The News Corporation’s bid to acquire the 60.9% of BSkyB it does not already own has started a war in the world of media. It has also inspired considerable resistance from civil society. This was clear to see from the session entitled ‘Rupert Murdoch vs. Democracy’ at 6 Billion Ways. The room was full to overflowing, and the speakers didn’t hold back.
Jeremy Dear, General Secretary of the National Union of Journalists, took to the microphone, to deliver one of the soundbites of the day: “commercial media is not based on the selling of programmes to audiences but the selling of audiences to advertisers”. Focusing in on the specific subject at hand, Dear described Rupert Murdoch as a vicious, money-hungry shark that sees news only as a commodity.
On that point, I have to disagree. In my view, Rupert Murdoch realises that there is something more important than profits, namely the protection of the power system as it stands. And in that respect, the News Corporation is not much different than the rest of the major media outlets.
The truth is that although the public knows they can expect to hear differing views from different news agencies, they are very much aware that this is due to the multitude of business interests the agencies serve. Hence the state-owned BBC will undeniably be biased in its coverage of the war in Iraq or the recent student protests. Another example of this was seen more recently with the news that BBC Journalists have been ordered to use the word ‘Savings’ rather than ‘Cuts’ in their reports. . Meanwhile, the private television and radio sector, which gets almost 100% of their income from advertising, will do everything to keep their true clients -the advertisers- happy. The same is also true for newspapers as 75% of their profit comes from advertisments.
One great example which disputes the myth that “newspapers depend on readership” is that of the Daily Herald. At the time of its “death” The Herald had almost double the readership of The Times, the Financial Times and the Guardian combined, making it one of the 20 most circulated daily newspapers in the world. It was one of the most highly regarded newspapers with a devoted and involved audience. But because it was representing the rights of the wider working class, it did not get the support of the capital. Therefore it was sold off to Murdoch, who made it in to The Sun that we know today. And as much as this can be outrageous, it is completely logical as no institution of power will ever undermine itself by educating people against it.

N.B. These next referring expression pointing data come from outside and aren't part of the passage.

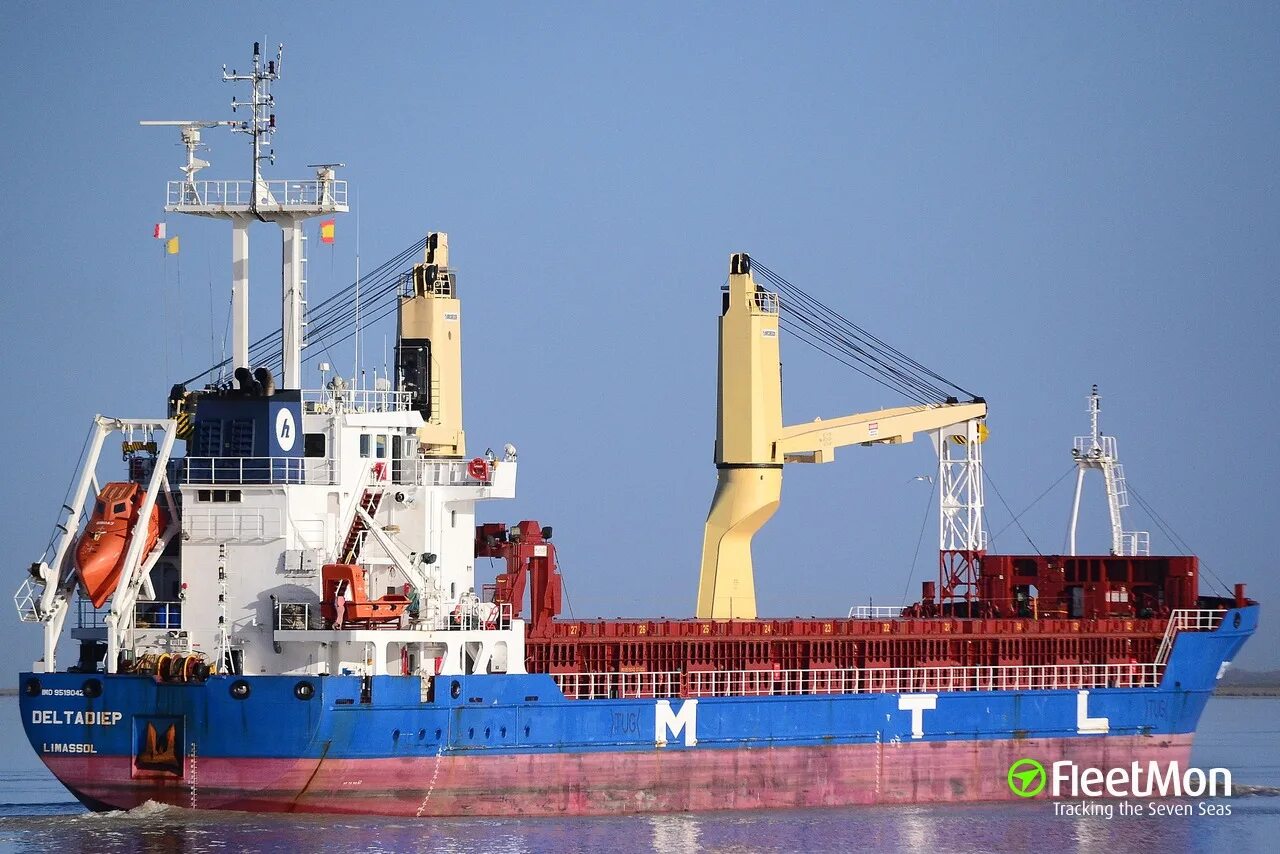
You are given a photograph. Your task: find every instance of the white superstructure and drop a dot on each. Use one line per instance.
(306, 530)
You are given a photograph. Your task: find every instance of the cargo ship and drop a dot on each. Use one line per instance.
(283, 613)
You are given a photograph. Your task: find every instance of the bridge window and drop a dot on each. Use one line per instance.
(314, 444)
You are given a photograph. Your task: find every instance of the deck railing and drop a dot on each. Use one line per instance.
(1185, 620)
(146, 615)
(869, 680)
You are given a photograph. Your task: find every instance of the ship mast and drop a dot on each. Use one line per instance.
(284, 202)
(1098, 452)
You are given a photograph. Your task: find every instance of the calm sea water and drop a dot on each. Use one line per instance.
(37, 814)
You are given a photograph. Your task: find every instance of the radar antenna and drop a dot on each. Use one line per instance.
(284, 202)
(261, 105)
(191, 140)
(1098, 451)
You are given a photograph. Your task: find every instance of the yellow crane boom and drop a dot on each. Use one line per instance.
(752, 444)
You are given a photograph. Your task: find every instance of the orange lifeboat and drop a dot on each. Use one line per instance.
(101, 548)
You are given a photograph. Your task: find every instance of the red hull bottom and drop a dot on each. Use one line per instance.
(588, 784)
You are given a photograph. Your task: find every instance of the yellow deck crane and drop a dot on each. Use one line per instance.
(752, 443)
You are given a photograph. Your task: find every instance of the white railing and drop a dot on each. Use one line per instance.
(437, 473)
(480, 616)
(90, 617)
(869, 680)
(876, 611)
(1185, 620)
(146, 615)
(279, 195)
(356, 400)
(158, 615)
(606, 686)
(485, 616)
(763, 302)
(293, 616)
(254, 470)
(26, 601)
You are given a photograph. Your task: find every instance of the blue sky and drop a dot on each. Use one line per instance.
(1028, 197)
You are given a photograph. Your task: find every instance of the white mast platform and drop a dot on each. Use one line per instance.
(284, 202)
(1098, 452)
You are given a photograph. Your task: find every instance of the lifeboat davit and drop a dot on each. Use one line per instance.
(101, 548)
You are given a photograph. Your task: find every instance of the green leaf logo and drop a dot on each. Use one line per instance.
(1027, 777)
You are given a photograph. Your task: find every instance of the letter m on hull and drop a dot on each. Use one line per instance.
(675, 722)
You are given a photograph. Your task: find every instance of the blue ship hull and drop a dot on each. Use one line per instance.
(515, 744)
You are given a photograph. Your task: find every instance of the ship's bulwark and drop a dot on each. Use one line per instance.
(513, 745)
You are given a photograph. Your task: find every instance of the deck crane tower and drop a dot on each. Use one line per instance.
(752, 447)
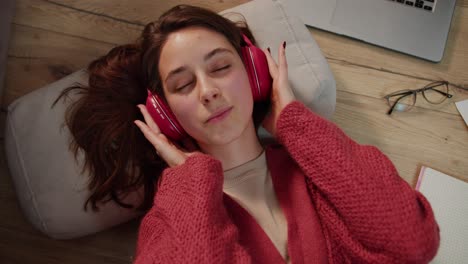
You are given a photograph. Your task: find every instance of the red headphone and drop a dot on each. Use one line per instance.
(260, 82)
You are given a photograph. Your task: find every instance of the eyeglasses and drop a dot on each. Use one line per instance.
(403, 100)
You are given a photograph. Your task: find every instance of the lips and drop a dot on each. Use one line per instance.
(219, 115)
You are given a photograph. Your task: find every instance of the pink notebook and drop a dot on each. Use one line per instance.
(449, 200)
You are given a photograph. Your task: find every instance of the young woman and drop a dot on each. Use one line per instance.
(221, 196)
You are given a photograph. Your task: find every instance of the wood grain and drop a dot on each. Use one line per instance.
(53, 38)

I am sure that there are journalists who want to do the right thing and serve the public by giving them a true and unbiased view of the world, but they will able to do that only as long as what they say is not harming the interests their funders. So there might be debate between the different media outlets, but it is strictly limited within the boundaries specified by the ruling capital. We could be romantic and say that Rupert Murdoch is the arch-villain in the media world but the truth is all of the major news providers are owned by wealthy individuals or big corporations which might not be the size of Murdoch’s conglomerate but they are actively pushing forward the agenda set by other mega-corporations.
All of the above might be painting a bleak picture of the reality but there is actual, tangible change that is driving society away from the standards of the past. With the help of the internet, people are already getting increasingly aware of the situation and they are creating alternatives. Tim Hunt brought a breath of fresh air into the debate with his story of how a community of journalists in Manchester founded the Manchester Mule in reaction to the continuously growing practice of churnalism in their area. They are providing opportunities along with training to enthusiastic volunteers who want to cover the burning issues of society that get filtered out from the mainstream media. As any internet savvy individual can observe, similar projects, blogs and podcasts that aim to provide independent news channels are popping up like mushrooms all over the globe.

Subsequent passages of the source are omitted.